Written by Erin Bouchard
Adoption is often talked about as a win-win-win situation. A child wins a new home. A family wins a child. A birth parent wins by making the ultimate sacrifice for their child’s good. Adoptive parents are praised and adoptees are made to feel gratitude for being rescued.
This narrative makes us feel good inside. As adoptive parents, we like being the hero.
However, when our child starts to misbehave or act out we’re often left trying to figure out where all the sunshine and roses went. We’re left drowning and with nowhere to turn for help.
The problem with this narrative is that when adoptees are only allowed to feel gratitude they can’t grieve the loss that they have experienced. And while every adoptee’s story is different, they all have one thing in common. That commonality is loss.
Loss of family.
Loss of familiarity.
Loss of school.
Loss of friends.
And none of them could/can grow up in the way that most of their friends get to – being raised by the people they are biologically connected to.
Removal from their family of origin represents two big things:
- They lose the biological connection that all babies have with their mothers.
Per Psychological Science*, “The evidence from psychological research is clear: When children are separated from their parents, it can have traumatic repercussions for kids’ lives down the line. Variations in qualities of mother–infant relationships among humans thus appear to have deep biological roots in the form of their capacity to shape children’s psychological and biological responses to their environment — effects that extend into adulthood.”

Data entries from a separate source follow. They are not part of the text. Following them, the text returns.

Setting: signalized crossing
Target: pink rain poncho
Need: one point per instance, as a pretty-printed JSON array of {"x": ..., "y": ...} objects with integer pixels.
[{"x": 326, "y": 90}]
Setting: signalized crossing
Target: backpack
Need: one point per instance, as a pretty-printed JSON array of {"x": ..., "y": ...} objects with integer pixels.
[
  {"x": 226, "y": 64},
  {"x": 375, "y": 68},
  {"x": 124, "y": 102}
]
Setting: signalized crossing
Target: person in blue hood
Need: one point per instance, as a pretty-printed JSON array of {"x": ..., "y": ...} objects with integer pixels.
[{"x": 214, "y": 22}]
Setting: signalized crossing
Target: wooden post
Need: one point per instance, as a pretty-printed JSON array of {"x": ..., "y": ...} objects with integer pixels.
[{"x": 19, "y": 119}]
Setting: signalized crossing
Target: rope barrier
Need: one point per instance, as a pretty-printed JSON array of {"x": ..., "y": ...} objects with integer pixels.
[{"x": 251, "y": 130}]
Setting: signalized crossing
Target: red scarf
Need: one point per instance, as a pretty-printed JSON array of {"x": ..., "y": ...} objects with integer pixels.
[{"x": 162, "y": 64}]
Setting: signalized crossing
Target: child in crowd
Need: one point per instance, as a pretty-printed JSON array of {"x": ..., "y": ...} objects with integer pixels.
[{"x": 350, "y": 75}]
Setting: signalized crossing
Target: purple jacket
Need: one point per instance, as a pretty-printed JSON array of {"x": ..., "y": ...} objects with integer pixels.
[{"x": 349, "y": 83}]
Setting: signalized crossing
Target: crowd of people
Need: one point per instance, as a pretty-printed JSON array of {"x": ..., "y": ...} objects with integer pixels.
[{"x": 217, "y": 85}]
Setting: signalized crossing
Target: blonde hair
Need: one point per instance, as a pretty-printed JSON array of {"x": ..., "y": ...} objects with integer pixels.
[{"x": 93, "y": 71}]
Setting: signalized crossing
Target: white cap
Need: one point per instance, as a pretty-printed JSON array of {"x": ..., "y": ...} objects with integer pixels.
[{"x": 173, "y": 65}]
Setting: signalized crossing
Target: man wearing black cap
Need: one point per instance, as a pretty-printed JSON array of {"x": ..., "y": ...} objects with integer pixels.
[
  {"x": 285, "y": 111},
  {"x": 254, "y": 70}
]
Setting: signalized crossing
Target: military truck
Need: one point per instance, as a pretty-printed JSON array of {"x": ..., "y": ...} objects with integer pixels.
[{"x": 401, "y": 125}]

Severing that biological tie – that connection – at any age, has lasting impacts for our kids. Yes, at the time of severance, but also as they grow. For each new stage and each new development is the first time without their birth families. Each milestone, each should-be celebration is tainted with the loss.
- They lose the ability to grow up in the typical way that their peers do. Their lives will forever be different.
I’ve been thinking a lot about why coming into foster care and being adopted is traumatic for our kids. I know it represents loss.
They lose their biological families.
They lose their schools.
They lose their homes.
They lose what feels familiar and normal to them.
But they also lose the ability to grow up in what is the ’typical’ way. Their lives from that moment on, look and feel and are different from those of their friends, cousins, sometimes even siblings.
They lose the ability to have a typical childhood.
They lose the ability to be raised by those who are biologically connected to them.
And even if…
- they love their adopted family
- they are grateful to be part of their adopted family
- they needed to be removed from their biological family for safety concerns
- they are happy to be adopted,
They have lost something that we can never, ever give them back. They will forever have a biological connection to their biological family. A biological tie was severed. And I don’t think that’s talked about enough.
That kind of loss can’t be outgrown.
They can’t simply move on.
It must be grieved.
It must be talked about.
Can our children overcome the trauma that they have experienced? Absolutely.
Will they be impacted by the trauma for the rest of their lives? Also, yes. It may feel like an ocean swallowing them whole right now, but it will change into a river of grief that ebbs and flows with them as they grow.
Our jobs as parents isn’t to protect them or take away all their pain. It’s to guide them through it. It’s to teach them skills to cope with their loss.
In doing so, we’ll raise kids into adults who overcome their trauma, instead of kids into adults who are overcome by their trauma. In order to do that, we must be aware and acknowledge the trauma that adoption causes.